Malgré ces dispositions très favorables, le Président Ghazouani devra compter sur des facteurs défavorables à son intercession dont le plus important est le préalable pour Bamako de l’exercice de la présidence du G5 Sahel auquel il faut ajouter la donne de la présence russe au Mali qui contrebalance le soutien de l’occident et qui conforte les militaires maliens dans l’idée que c’est plutôt le G5 qui a désormais besoin du Mali. En outre, le Mali ne semble pas être le seul pays peu enclin à rester dans les rangs du G5. Il faut rappeler qu’au sommet de Ndjamena du 20 Février 2023, le Président du Burkina Faso s’est fait remplacer par le Ministre en charge de la Défense, un signe qui n’augure de rien de bon et qui laisse libre cours aux supputations sur un éventuel retrait du Burkina de la FC-G5S.
La lutte contre le terrorisme au Sahel est l’affaire des armées nationales
Jusqu’ici, les pays du G5 Sahel sont restés étroitement dépendants des financements et du soutien des pays de l’Union Européenne dans la perspective de l’attente d’une prise en compte de la FC-G5S par les Nations Unies. Il est temps pour les pays du G5 Sahel de se rendre à l’évidence. Malgré leurs demandes pressantes et répétées avec le soutien de l’ONU pour l’admission de la FC-G5S au chapitre VII de la Charte des Nations Unies et de l’octroi à la Minusma d’un mandat offensif, la réponse de l’ONU est restée immuable: “la lutte contre le terrorisme est un combat qui doit être portée par les armées nationales, elle ne rentre pas dans le cadre des missions de l’ONU”.

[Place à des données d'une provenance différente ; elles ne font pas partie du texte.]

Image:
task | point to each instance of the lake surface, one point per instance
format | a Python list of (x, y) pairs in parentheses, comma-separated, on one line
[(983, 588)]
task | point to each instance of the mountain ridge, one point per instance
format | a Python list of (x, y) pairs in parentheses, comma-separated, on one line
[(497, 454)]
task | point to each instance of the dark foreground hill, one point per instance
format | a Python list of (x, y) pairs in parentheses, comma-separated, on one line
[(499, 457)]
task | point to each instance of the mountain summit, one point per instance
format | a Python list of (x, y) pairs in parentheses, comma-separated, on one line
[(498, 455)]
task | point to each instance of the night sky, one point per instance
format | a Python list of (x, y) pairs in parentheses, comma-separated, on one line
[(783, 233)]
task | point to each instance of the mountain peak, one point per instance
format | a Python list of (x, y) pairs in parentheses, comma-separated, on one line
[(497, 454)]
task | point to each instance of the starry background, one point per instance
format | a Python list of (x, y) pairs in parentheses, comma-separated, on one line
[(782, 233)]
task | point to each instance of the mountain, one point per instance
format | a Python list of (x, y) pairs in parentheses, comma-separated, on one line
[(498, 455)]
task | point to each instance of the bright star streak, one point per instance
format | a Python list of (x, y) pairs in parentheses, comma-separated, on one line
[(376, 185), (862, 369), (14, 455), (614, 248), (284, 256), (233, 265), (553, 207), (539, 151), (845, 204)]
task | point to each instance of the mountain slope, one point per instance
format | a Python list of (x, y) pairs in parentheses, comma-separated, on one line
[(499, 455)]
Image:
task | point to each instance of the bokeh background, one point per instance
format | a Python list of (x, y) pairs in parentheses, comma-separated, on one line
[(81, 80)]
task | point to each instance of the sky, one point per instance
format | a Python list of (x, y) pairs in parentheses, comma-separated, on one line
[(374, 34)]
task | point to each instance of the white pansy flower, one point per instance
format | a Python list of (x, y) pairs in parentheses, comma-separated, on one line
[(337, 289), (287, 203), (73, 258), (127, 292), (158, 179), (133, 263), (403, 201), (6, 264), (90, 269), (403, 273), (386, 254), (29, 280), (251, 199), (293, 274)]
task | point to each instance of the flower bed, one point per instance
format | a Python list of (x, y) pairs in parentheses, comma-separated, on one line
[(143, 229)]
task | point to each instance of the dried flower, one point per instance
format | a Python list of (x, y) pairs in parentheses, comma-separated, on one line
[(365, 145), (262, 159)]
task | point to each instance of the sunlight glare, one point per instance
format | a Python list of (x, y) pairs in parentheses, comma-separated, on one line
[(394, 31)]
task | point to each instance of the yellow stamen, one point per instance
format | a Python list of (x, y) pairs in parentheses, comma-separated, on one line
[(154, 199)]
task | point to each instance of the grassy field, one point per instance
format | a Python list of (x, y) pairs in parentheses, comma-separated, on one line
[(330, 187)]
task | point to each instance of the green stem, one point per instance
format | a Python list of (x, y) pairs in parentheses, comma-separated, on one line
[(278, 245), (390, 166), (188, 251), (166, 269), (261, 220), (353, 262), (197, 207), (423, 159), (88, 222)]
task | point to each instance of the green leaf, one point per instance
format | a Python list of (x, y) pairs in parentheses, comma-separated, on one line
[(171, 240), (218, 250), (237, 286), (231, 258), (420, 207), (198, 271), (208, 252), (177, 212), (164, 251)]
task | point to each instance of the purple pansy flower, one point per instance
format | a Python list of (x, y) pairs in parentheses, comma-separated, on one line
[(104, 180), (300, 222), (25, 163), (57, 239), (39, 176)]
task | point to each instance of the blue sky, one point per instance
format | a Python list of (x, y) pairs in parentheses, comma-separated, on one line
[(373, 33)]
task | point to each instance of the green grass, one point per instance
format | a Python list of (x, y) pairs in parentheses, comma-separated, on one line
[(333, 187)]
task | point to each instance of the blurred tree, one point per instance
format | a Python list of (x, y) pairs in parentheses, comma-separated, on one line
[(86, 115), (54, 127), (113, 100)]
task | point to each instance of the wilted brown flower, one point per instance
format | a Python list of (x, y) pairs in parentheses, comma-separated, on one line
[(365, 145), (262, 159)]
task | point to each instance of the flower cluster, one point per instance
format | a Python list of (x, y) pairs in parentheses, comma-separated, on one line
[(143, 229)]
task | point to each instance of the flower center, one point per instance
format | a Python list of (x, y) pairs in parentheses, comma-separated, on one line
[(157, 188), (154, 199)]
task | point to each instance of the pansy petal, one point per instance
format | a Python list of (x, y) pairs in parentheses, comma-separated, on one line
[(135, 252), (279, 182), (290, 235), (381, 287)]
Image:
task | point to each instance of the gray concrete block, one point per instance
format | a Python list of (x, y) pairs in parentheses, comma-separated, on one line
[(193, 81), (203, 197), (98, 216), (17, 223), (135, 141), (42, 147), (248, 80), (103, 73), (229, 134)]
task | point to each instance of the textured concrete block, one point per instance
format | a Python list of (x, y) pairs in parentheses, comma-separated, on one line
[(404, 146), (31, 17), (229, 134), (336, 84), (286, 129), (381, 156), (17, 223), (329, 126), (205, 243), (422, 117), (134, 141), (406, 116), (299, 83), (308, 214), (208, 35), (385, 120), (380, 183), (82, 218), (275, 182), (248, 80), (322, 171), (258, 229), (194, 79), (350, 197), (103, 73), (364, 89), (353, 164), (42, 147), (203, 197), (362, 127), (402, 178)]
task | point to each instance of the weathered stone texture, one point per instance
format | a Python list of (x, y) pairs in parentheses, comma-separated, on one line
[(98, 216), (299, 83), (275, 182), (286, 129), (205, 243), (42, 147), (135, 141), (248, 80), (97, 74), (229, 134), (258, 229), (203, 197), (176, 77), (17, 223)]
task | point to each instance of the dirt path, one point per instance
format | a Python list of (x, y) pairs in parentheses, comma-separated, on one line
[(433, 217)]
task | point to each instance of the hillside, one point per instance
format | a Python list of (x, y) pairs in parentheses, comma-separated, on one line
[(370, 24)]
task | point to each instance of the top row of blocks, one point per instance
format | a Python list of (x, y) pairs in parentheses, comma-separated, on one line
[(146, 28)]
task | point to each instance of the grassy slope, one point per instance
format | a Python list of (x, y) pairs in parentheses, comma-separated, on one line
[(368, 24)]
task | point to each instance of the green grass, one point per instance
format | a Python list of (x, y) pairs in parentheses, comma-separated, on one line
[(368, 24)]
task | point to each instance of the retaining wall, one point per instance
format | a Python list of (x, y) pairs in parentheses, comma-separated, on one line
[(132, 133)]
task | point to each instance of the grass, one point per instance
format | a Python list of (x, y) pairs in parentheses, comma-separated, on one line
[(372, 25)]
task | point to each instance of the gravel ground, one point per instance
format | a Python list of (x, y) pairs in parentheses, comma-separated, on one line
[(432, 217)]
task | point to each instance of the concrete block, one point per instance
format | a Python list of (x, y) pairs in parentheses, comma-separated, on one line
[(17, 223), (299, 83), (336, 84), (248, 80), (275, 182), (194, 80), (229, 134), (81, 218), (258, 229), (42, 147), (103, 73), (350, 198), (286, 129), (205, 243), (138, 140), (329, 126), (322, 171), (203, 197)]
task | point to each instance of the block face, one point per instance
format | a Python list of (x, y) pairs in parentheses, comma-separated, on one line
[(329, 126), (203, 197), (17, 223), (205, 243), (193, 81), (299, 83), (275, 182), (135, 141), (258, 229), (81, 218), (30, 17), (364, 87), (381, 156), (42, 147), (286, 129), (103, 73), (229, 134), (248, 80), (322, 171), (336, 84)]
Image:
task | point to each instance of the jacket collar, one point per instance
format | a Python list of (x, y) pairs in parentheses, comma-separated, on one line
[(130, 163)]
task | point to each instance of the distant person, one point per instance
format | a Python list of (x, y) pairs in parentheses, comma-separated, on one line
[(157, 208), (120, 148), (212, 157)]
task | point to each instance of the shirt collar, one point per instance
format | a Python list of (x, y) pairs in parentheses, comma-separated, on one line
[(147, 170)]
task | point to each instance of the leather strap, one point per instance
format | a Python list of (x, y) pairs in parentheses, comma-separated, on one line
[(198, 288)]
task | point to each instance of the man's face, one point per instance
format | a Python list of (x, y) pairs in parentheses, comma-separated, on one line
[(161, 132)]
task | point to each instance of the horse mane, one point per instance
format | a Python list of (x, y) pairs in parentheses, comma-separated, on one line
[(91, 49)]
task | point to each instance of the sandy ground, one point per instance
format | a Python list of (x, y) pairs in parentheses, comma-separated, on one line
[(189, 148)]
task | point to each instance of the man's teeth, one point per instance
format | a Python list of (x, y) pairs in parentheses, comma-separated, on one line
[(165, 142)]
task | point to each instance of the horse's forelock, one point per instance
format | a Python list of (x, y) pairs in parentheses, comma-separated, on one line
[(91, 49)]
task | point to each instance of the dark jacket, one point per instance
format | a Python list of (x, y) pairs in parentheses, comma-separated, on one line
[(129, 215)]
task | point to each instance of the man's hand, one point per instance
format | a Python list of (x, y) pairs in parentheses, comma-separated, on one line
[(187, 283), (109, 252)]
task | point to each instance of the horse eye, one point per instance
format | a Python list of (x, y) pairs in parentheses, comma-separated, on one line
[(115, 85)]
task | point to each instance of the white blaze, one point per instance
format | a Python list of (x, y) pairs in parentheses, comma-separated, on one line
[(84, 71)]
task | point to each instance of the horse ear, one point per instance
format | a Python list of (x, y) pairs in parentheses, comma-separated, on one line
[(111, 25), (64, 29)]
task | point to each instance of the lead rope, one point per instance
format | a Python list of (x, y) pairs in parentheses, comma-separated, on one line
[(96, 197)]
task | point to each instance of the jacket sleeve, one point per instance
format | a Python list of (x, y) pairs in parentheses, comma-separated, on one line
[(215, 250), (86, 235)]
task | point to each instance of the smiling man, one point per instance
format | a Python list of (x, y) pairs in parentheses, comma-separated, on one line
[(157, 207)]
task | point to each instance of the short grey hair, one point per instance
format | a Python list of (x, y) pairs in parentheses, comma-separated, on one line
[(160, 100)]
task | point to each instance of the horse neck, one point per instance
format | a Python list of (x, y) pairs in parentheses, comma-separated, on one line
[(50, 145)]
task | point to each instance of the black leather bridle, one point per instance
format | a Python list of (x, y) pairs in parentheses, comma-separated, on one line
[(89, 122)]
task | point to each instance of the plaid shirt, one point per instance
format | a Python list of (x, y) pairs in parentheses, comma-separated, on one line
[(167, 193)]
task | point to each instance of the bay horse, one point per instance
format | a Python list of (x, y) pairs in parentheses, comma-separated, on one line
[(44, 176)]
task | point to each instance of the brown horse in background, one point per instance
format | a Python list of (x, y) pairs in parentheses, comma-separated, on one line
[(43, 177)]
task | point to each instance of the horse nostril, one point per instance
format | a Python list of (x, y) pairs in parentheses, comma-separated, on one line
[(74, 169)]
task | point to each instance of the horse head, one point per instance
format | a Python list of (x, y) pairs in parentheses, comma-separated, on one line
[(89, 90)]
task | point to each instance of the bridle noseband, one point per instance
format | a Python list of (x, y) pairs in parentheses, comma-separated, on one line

Toutes les mesures dilatoires utilisées jusqu’à ce jour n’ont fait que contribuer à l’accélération de la dégradation de la sécurité au Sahel. Il est désormais on ne peut plus clair qu’il revient aux pays du Sahel de s’atteler et sans plus tarder à s’investir avec leurs propres moyens pour assurer leur sécurité.
A la recherche d’une nouvelle stratégie
Le retour du Mali à sa place dans le dispositif de l’organisation est certes indispensable, mais le contraire peut amener à l’apparition d’une nouvelle architecture sécuritaire qui dictera sans doute à toutes les parties en présence de repenser leurs partenariats stratégiques et leurs stratégies sécuritaires.
Lors de la réunion des ministres de la Défense et des Chefs d’Etats-majors tenue à Niamey en septembre dernier, le constat était clair : la FC-G5S fait face à un « problème de cohésion et d’unité d’action mises à mal depuis le retrait du Mali »qui nécessite « d’adopter de nouvelles stratégies pour lutter efficacement contre les groupes armés terroristes dans l’espace commun » selon le communiqué final de la réunion.
En somme, avec le retrait du Mali, plus que jamais confiant avec la présence des russes qui ne prête à aucun optimisme quant à son retour à un retour éventuel au G5 Sahel et le bilan plus que mitigé de cinq ans d’existence, la FC-G5S se doit de sortir de l’inertie opérationnelle dans laquelle elle semblait se complaire depuis une demie décennie et se focaliser plutôt sur les voies et moyens de recadrer son action et de repenser sa stratégie.